We are not the only ones saying this will be of benefit. I talked about Stephanie from Ubiquitous Real Estate. Andrew Reibelt from RealWay Property in Redcliffe also said it's a great idea. Corelogic, a financial services company, said, 'First home buyers will be better off with the First Home Super Saver Scheme.' And Dixon Advisory is calling for bipartisan support for passing the First Home Super Saver Scheme legislation to give certainty to first home buyers. Australians are sick of this parliament not giving bipartisan support for a lot of issues. For the members opposite not to support it is really disappointing. Don't follow your leaders on this issue—talk to them. It is not too late to vote yes on this issue. It's good policy and it won't weaken superannuation. It won't weaken industry super funds or any type of superannuation; it will benefit and give people a leg-up.

I'm not going to criticise the policies of those opposite. They want to reduce negative gearing and everything else, which I think will encourage more people to positively gear and will push up rents, for those who can least afford it, in places like Deception Bay. That's fine; you can implement that policy, but don't stop this one that gives people a leg-up now to get a deposit for their first home.
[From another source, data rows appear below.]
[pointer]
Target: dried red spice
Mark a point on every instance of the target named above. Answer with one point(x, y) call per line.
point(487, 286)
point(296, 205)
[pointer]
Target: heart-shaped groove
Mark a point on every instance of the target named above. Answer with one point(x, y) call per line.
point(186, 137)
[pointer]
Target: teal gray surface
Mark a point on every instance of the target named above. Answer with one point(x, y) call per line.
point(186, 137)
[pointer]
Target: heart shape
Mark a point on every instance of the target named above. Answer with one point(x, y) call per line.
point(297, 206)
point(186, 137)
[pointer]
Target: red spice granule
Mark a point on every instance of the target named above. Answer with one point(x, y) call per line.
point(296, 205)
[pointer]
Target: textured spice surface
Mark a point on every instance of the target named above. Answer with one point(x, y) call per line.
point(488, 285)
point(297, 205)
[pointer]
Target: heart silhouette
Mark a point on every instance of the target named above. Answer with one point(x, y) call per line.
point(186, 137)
It just shows that this shadow Treasurer is really just playing politics on this issue. It's very disappointing.

I will quickly touch as well on the government's proposed scheme for reducing barriers to downsizing. It will help free up larger homes for more growing families. They might not be first-home buyers; they might be families getting into their second or third home, if they've moved. But for those aged over 65 and who would like to move into a smaller apartment they will be given flexibility, by the Turnbull government, to contribute up to $300,000 per person from the sale of their home as a non-concessional contribution into their superannuation. That's great news. That means a couple from Scarborough, in my electorate, are able to sell their family home worth a million dollars and purchase a flat or a smaller home and put the difference into their super account.

I just think this is really good policy. I would encourage every member and senator not to listen to those negative people opposite but to say it's okay for young Australians to keep more of their own money, to not pay as much tax if they haven't bought their first home, to put it into their super. It doesn't weaken superannuation in any way. I say to those opposite who get up and say that it does: it's clearly wrong. Read the bill. It also gives a great opportunity for older Australians who want to downsize to put extra non-concessional contributions straight into their superannuation, over and above current limits. That is good news for them, too, freeing up extra stock for growing families.

I support this bill wholeheartedly and I, once again, encourage all members of the coalition to support this bill, all members of the Labor Party to support this bill, and all Independents and crossbenchers to support this bill.